A brief discussion about texturemapper innerloops using ADDX

Originally written in 1997 for Azure's Optimized Amiga Programming page

Texturemapping Innerloops

A brief discussion about texturemapper innerloops using ADDX

Written by Mikael Kalms (mikael@kalms.org, Scout/C-Lous^Artwork^Appendix)
HTML-Version by Azure

Note: This is no basic-introduction to texturemapping - its just an article on optimizing innerloops.

If you have U and V (the two texture coordinates) as 8.8 fixed point, then you can have:

; d0	U	----UUuu	(UU == integer bits, uu = fractional)
; d1	V	----VVvv
; d2	dU/dx	----UUuu	"horizontal slope of U"
; d3	dV/dx	----VVvv

.pixel
	move.w	d1,d4		; d4 (offset reg) = VVxx
	move.w	d0,d5		; Temporarily...
	lsr.w	#8,d5		; ...to get UU in lower byte of a reg
	move.b	d5,d4		; d4 = VVUU = correct offset
	move.b	(a0,d4.w),(a1)+
	add.w	d2,d0
	add.w	d3,d1
	dbf	d7,.pixel

There is however a very nifty instruction which we can make use of here: addx.

Addx is intended to be used for adding arbitrarily large integers. What it does, is that it adds together the two operands, and if X flag is set then it also adds 1 to the result.
The X flag will be set by the previous add/addx, so the X flag is what "binds together" the adds. (It carries the overflow from a lower part of the large number to the next.)

Imagine that you want to add the 96-bit numebr in d2:d1:d0 to another 96-bit number in d5:d4:d3.

Then you would proceed like this:

	add.l	d0,d3		; First add lowermost part
	addx.l	d1,d4		; .. then the next -- with X flag
	addx.l	d2,d5		; .. and finally the highest (with X)

[There is a special form of addx: "addx -(am),-(an)" It is intended for use when the two numbers are lying around in memory.

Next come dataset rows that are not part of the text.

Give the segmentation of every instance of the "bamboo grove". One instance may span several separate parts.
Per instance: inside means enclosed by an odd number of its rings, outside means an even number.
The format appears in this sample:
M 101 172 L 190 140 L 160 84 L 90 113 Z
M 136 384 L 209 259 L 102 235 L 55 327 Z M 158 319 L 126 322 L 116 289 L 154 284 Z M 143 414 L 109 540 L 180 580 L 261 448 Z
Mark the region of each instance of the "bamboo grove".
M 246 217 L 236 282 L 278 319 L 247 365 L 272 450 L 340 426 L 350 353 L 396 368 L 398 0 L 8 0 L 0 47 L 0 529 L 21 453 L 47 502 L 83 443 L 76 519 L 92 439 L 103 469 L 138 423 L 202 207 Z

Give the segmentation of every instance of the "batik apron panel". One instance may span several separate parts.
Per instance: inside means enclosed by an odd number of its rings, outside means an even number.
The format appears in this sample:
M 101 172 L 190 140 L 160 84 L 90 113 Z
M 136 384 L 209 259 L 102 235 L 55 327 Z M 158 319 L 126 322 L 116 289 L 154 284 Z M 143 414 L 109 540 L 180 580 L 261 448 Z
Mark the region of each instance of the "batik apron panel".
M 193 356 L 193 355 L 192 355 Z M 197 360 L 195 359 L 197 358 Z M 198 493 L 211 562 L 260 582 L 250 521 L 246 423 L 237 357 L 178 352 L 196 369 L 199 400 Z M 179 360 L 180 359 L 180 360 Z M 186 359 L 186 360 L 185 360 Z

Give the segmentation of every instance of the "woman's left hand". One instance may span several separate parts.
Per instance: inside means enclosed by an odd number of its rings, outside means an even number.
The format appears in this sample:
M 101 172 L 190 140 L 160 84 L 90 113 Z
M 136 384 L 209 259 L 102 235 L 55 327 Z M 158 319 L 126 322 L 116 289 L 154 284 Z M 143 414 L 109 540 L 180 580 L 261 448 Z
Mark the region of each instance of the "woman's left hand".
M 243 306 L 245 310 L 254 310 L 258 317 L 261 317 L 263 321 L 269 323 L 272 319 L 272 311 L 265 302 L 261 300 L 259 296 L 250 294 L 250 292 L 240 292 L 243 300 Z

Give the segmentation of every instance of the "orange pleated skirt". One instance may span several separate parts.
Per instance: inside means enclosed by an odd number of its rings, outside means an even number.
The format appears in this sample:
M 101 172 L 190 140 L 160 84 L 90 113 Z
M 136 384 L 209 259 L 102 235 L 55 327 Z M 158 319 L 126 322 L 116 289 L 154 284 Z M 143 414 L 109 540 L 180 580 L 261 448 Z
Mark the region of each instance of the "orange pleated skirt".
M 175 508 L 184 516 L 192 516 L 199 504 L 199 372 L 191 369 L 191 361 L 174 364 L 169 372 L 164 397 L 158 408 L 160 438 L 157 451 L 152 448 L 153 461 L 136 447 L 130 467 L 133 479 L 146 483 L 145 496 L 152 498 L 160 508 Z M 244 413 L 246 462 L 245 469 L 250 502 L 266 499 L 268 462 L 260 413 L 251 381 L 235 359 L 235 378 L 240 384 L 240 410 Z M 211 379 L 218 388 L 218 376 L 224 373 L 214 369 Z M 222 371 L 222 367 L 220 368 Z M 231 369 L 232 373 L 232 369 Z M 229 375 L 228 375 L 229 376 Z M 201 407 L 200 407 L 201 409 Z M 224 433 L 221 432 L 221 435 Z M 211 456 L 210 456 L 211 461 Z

Quite useful for handling arbitrarily large numbers, or just numbers of different sizes. (There's no use for this in realtime applications though :))]

This can be very valuable when dealing with fixed-point too, though;

since you can split

	add.w	d1,d0

into

	add.b	d1,d0
	addx.b	d3,d2

... then you would be able to get at the upper 8 bits of an 8.8 fixed point number without shifting!

There's however one more thing to realize before we try implementing this.

One can perform two word-additions using only one add.l by having the values packed into two registers; there will sometimes be an overflow from the lower part to the upper part of the answer, but that overflow is always 1 so it is in some applications negligible.

Consider this:

; d0	00aa00bb
; d1	00cc00dd

	add.l	d1,d0

... then d0 will be = (aa + cc) shifted up 16 + (bb + dd); it will take 256 times of repeating until there comes any overflow into the (aa+cc) calculation.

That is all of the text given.